3/10
Bogart's Contribution to the First Horror Film Cycle
12 October 2005
This film is important because it shows that even Hollywood legends need huge amounts of luck to avoid film oblivion. Bogie had been in Hollywood for four years in the early 1930s, and never hit a good film (although he did appear for his one and only time in that period with the young Spencer Tracy). He went back to his stage work in New York City, appeared in THE PETRIFIED FOREST, and returned to Hollywood with his friend Leslie Howard to make the film version there. After the filming of THE PETRIFIED FOREST Bogie was taken seriously as a supporting actor, getting important roles (though as villains) in films like DEAD END and THE ROARING TWENTIES, but also appearing as the lead in films like BLACK LEGION. But his anger at not getting the roles he felt he deserved led to friction with Jack Warner. Warner was like many gifted studio head - producers: he knew that you groom an actor you admire for the right break-out parts. Bogie would not wait, so Warner would punish him by giving him dreck like SWING YOUR LADY. He decided to give him this film too - Warner's answer to the Universal horror and science fiction cycle, THE RETURN OF DOCTOR X.

If this film had been made by Universal with Boris Karloff it is possible that the film would have been a 7 or 8 out of 10. Karloff or Lugosi or Atwill were able to project a mixture of scientific interest, curiosity, and sinister twisting to their scientists and their characters. Maybe it was the sound of their voices (with their staginess or their accents). Bogart did not have this. He sounded like an average Joe with a slight lisp. He just did not project a scientific gambler.

The plot of THE RETURN OF DOCTOR X has nothing to do with an earlier film DOCTOR X that starred Atwill and Fay Wray. That film was pretty good. It was about a series of murders apparently connected with a medical center, where Atwill is one of the leading doctors, and one of the suspects. The plot of THE RETURN OF DOCTOR X is about a series of murders connected to apparent vampirism as the victims are drained of their blood. It turns upon the experiments of a Dr. Francis Flegg (John Litel - trying to be a crusading visionary, but hampered by poor dialog). Flegg is working on a study of human blood, with a way of possibly making an artificial version of it to extend life. However, he has had only one success - a strange man who works with him named Marshall Quesne (Bogart).

Bogart's make-up is the only really interesting thing about him. He has his hair parted in the center, with a white streak of hair in the middle, and wears pince-nez. His face is whitened to look like he is anemic. He tries to act self-deprecating, when talking to others like Wayne Morris (the reporter who is investigating the murders). But he only acts like he is sleep-walking through the lines. Except when he gets upset - at one point he notes part of Litel's blood experiment is failing (and he is very involved in making the experiment work). He starts yelling at Litel about this, much to Morris' interest. But those moments are few - too few.

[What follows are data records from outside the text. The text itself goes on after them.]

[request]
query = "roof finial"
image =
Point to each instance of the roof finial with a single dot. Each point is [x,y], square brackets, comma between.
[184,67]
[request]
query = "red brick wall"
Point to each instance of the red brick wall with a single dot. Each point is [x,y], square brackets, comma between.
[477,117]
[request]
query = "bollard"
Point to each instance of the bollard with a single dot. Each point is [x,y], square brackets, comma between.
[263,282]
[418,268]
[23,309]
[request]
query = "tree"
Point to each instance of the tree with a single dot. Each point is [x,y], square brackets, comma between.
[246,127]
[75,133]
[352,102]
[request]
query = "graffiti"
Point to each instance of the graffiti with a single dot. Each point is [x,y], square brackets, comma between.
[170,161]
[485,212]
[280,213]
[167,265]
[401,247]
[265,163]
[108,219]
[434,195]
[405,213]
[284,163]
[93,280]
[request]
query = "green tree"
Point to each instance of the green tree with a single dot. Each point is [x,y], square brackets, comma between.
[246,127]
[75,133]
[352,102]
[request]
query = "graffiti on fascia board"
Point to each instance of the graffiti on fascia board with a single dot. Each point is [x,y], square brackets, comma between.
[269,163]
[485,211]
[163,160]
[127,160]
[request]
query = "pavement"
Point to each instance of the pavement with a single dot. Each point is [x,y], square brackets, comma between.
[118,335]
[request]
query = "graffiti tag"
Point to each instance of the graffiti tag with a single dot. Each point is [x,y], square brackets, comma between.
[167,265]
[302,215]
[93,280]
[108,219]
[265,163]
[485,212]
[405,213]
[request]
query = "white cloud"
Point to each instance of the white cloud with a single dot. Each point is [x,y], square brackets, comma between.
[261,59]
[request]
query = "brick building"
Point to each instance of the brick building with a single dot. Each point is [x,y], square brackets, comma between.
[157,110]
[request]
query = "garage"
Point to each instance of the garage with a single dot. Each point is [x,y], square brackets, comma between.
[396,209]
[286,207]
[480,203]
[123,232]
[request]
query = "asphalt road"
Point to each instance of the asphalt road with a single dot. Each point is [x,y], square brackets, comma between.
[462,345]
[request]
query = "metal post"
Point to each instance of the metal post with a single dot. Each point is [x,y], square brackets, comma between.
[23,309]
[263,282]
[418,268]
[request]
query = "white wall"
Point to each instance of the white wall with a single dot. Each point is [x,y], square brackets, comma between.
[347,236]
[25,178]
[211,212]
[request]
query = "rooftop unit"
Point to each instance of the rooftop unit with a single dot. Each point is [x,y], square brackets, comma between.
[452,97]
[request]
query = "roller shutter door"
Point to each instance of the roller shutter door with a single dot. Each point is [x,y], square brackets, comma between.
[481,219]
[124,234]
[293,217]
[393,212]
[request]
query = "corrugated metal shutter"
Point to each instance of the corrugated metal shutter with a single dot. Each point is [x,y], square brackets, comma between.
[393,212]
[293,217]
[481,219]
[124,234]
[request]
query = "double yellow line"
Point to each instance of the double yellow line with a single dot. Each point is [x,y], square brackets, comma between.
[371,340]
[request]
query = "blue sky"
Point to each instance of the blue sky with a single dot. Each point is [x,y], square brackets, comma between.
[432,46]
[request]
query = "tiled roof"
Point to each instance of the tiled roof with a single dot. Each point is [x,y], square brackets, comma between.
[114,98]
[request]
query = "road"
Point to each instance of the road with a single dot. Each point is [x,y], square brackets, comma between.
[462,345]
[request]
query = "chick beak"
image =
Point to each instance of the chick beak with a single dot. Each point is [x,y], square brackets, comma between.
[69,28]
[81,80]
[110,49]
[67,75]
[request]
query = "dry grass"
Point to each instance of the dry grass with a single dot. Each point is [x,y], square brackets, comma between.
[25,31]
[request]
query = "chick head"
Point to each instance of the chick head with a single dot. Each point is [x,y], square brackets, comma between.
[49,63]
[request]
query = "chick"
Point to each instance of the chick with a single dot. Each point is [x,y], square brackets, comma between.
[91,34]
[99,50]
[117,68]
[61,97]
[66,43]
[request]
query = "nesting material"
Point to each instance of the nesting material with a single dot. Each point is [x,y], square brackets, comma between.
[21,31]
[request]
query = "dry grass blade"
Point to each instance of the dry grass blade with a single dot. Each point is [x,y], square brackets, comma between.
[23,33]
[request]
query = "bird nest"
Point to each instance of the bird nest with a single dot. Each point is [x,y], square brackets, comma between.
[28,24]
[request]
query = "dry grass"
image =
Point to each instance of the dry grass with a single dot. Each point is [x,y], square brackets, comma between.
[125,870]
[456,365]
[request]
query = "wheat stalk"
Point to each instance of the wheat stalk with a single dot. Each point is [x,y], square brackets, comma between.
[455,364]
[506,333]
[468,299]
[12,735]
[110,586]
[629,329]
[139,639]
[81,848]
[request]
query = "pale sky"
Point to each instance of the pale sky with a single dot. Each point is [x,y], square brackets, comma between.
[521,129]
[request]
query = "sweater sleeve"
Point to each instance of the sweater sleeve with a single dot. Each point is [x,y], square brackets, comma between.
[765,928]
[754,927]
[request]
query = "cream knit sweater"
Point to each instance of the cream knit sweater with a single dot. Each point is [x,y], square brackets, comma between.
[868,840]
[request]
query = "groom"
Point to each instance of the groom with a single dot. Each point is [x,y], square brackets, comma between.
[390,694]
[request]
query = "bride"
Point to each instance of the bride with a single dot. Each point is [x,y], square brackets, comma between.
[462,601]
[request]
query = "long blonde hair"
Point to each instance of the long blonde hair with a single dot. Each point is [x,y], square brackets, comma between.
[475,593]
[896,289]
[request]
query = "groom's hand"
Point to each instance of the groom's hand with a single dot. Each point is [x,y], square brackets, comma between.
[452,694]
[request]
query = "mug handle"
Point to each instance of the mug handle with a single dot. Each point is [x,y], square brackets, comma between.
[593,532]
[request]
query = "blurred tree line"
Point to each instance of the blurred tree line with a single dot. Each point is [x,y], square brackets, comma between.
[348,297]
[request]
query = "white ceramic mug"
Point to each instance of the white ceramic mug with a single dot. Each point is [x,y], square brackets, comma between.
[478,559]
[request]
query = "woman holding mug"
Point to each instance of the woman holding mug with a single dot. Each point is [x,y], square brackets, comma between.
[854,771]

If the rest of the film had anything going for it, Bogart's failure to make his character live would not matter. But it doesn't. Rosemary Lane and Dennis Morgan (and Morris) give good performances, but other actors (Fay Wray and Joel McCrae and Lee Tracy come to mind) would have vitalized the roles. Huntz Hall, as a newspaper copy-boy, has one good moment - he keeps teasing Morris for his theories regarding dead bodies of the victims in one scene by singing, "When a body meets a body coming through the rye" over and over again. But that said, the film is too flimsy to make one really care who did well in it. Fortunately for Bogie HIGH SIERRA and THE MALTESE FALCON would soon bring him his stardom, and CASABLANCA and THE TREASURE OF THE SIERRA MADRES ensured it.

I give the film only a 3 out of 10, for it's value as a curiosity. The only issue left for me is how would Karloff have been as Captain Queeg or Lugosi as Fred C. Dobbs.